Second, there’s a subset of chronic fatigue syndrome patients who seem to have an impaired capacity for muscular ATP synthesis. This would relate them back directly to our idea of fatigue as something that’s ATP related.
So, going back to our initial questions about why swine flu or COVID can make us (well, me) sleep a lot, we can first see it as an ATP issue. ATP is needed for the immune response, which results in the sort of fatigue that neither sleep nor caffeine fixes. Then, if the infection continues (like through long COVID), it may turn into an adenosine-caused tiredness, which is alleviated by sleep and caffeine.
It also presents possibilities of how different forms of chronic tiredness or fatigue can be fixed.
Fatigue related to inadequate amounts of ATP can likely only be fixed by somehow increasing the amount of ATP that can be synthesized (perhaps by increasing the amount of ATP synthase), or decreasing the amount of ATP that’s degraded, although that has its own, immune related issues. Tiredness related to excess adenosine (like narcolepsy, perhaps or perhaps long COVID), can likely be fixed by degrading adenosine, like by increasing the amount of adenosine deaminase.
If we really want to take this in a strange direction, we could also suggest that normal tiredness could also be alleviated by increasing the amount of adenosine deaminase. I believe some biohackers are already trying this. However, given the connections to the immune system, that’s probably a dumb idea. You don’t want to accidentally give yourself an autoimmune disease.
[1] I’m aware I sleep more than normal.

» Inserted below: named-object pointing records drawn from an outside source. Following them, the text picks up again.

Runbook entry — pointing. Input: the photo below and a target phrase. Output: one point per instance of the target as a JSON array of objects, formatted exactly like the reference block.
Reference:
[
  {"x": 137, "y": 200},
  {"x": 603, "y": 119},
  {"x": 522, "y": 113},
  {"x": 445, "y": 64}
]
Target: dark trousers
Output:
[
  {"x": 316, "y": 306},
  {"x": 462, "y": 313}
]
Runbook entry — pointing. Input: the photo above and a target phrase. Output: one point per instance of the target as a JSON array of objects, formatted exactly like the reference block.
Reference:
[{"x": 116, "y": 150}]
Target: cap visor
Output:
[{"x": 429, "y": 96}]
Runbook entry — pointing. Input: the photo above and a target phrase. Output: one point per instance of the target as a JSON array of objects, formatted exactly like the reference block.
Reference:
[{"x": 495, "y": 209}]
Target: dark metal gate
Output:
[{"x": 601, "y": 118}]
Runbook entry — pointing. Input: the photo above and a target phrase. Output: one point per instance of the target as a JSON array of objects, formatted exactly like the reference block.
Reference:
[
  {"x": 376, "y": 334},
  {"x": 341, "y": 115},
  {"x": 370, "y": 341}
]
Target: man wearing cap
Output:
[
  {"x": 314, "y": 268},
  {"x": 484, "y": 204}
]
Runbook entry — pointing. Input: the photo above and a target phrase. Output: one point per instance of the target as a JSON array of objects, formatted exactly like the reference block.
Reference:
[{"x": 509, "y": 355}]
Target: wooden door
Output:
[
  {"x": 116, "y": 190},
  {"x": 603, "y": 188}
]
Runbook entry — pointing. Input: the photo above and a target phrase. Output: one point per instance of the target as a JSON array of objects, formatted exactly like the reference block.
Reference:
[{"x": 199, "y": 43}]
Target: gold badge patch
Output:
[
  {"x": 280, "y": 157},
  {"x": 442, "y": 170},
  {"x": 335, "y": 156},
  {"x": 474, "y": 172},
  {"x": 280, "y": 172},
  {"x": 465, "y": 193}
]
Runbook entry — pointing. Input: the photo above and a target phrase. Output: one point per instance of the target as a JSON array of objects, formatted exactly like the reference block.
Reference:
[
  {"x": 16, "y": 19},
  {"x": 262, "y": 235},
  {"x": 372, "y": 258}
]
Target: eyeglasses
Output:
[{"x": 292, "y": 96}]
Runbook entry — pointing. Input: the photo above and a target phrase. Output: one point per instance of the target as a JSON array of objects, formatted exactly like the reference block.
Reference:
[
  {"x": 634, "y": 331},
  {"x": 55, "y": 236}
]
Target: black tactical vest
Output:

This is another mystery about sleep that I have, but I really don’t have good explanations for this one. All I can say is that it’s likely genetic, as my dad also needs to sleep a lot, while my mom doesn’t. But yeah, if I get 7 hours of sleep, I’m pretty useless, especially if I need to do anything strenuous or mentally taxing.
[2] This is probably in part due to the difficulty of examining what exactly is going on in the brain at any moment, and in part due to the difficulty of establishing good models of sleep or fatigue. If you leave animals in a lab to their own devices, they’ll spend a lot of the time sleeping because they’re bored. If you freak them out, they won’t sleep. Either way, it’s difficult to get an exact model of “struggling to stay awake because there’s stuff to do”, even though that’s the real issue in COVID or flu related fatigue.
[3] This relationship can get more complicated if we talk about the effect of, say, an energy drink on a marathoner, but I’m pretty sure that is because of the other parts of an energy drink beyond just the caffeine.